3. Step 3: Determine the crawling method

Because it is a static web page, I first decided to use the scrapy framework to obtain data directly, and through the preliminary test, it was found that the method was indeed feasible. However, at the time, I was young and frivolous and underestimated the protection measures of the website. Due to limited patience, no timer was added to limit crawling. The speed caused me to be restricted by the website, and the website changed from a statically loaded webpage to a dynamic loading webpage verification algorithm before entering the webpage, direct access will be rejected by the background.

But how can this kind of problem be my cleverness?
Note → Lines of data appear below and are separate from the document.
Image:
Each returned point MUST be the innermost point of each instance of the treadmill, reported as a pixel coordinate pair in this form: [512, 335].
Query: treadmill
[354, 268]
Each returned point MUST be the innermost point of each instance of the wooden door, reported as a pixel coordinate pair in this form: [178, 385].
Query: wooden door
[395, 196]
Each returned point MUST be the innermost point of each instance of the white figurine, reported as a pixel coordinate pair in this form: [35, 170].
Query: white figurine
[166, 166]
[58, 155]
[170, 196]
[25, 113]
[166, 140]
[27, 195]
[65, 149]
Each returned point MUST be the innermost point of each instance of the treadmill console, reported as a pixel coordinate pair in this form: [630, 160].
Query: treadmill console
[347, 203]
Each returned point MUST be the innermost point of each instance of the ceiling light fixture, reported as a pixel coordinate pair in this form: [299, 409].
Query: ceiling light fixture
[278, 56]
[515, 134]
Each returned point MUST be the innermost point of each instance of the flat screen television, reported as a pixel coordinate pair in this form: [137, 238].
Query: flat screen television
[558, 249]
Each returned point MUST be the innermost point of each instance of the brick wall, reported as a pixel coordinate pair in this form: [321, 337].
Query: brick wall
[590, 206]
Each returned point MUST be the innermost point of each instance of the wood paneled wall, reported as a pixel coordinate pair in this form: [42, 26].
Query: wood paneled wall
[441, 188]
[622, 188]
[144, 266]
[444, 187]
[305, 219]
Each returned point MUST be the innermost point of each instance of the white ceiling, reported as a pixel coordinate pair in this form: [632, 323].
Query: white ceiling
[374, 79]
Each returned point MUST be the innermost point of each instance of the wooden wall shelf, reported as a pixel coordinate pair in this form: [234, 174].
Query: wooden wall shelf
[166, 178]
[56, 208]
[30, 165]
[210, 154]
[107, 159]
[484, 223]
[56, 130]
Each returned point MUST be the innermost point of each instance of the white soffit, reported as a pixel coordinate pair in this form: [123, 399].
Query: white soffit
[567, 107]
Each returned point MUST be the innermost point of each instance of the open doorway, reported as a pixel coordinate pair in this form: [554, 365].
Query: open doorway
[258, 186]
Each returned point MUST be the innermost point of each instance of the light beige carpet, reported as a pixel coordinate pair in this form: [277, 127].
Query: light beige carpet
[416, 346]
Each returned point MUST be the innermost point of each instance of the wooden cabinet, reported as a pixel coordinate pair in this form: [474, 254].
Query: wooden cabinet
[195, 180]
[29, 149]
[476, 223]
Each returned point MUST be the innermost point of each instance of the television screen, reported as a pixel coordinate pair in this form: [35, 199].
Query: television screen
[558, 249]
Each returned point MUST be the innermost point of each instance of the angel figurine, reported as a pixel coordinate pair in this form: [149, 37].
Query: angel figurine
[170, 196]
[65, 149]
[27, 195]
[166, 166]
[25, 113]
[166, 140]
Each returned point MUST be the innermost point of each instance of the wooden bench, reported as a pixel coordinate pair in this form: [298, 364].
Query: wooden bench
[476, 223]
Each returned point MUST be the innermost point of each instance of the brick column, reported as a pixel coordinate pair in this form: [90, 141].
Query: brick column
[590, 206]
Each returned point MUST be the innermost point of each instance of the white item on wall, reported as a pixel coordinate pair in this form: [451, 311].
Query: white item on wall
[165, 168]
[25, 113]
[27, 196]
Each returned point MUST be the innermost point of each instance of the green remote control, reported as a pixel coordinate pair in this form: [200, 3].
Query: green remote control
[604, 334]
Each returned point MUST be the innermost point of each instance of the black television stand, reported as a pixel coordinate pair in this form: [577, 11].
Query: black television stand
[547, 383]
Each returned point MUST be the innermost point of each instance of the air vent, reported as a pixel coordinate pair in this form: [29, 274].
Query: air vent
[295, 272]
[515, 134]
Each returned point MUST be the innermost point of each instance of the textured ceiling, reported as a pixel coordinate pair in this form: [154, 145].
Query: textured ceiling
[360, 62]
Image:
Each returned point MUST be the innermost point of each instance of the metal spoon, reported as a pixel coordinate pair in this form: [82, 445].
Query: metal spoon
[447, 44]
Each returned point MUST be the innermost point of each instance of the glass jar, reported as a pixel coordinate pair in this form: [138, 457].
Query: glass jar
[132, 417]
After a brief period of thought (1 day), I changed the scheme to the method of scrapy framework + selenium library, and called chromedriver to simulate access to the website. After the website was loaded, it would not be crawled. That's it. Follow-up proves that this method is indeed feasible and efficient.

The implementation part of the code is as follows:

def process_request(self, request, spider):
    chrome_options = Options()
    chrome_options.add_argument('--headless')  # 使用无头谷歌浏览器模式
    chrome_options.add_argument('--disable-gpu')
    chrome_options.add_argument('--no-sandbox')
    # 指定谷歌浏览器路径
    self.driver = webdriver.Chrome(chrome_options=chrome_options,
                                   executable_path='E:/pycharm/workspace/爬虫/scrapy/chromedriver')
    if request.url != 'http://bbs.foodmate.net/':
        self.driver.get(request.url)
        html = self.driver.page_source
        time.sleep(1)
        self.driver.quit()
        return scrapy.http.HtmlResponse(url=request.url, body=html.encode('utf-8'), encoding='utf-8',
                                        request=request)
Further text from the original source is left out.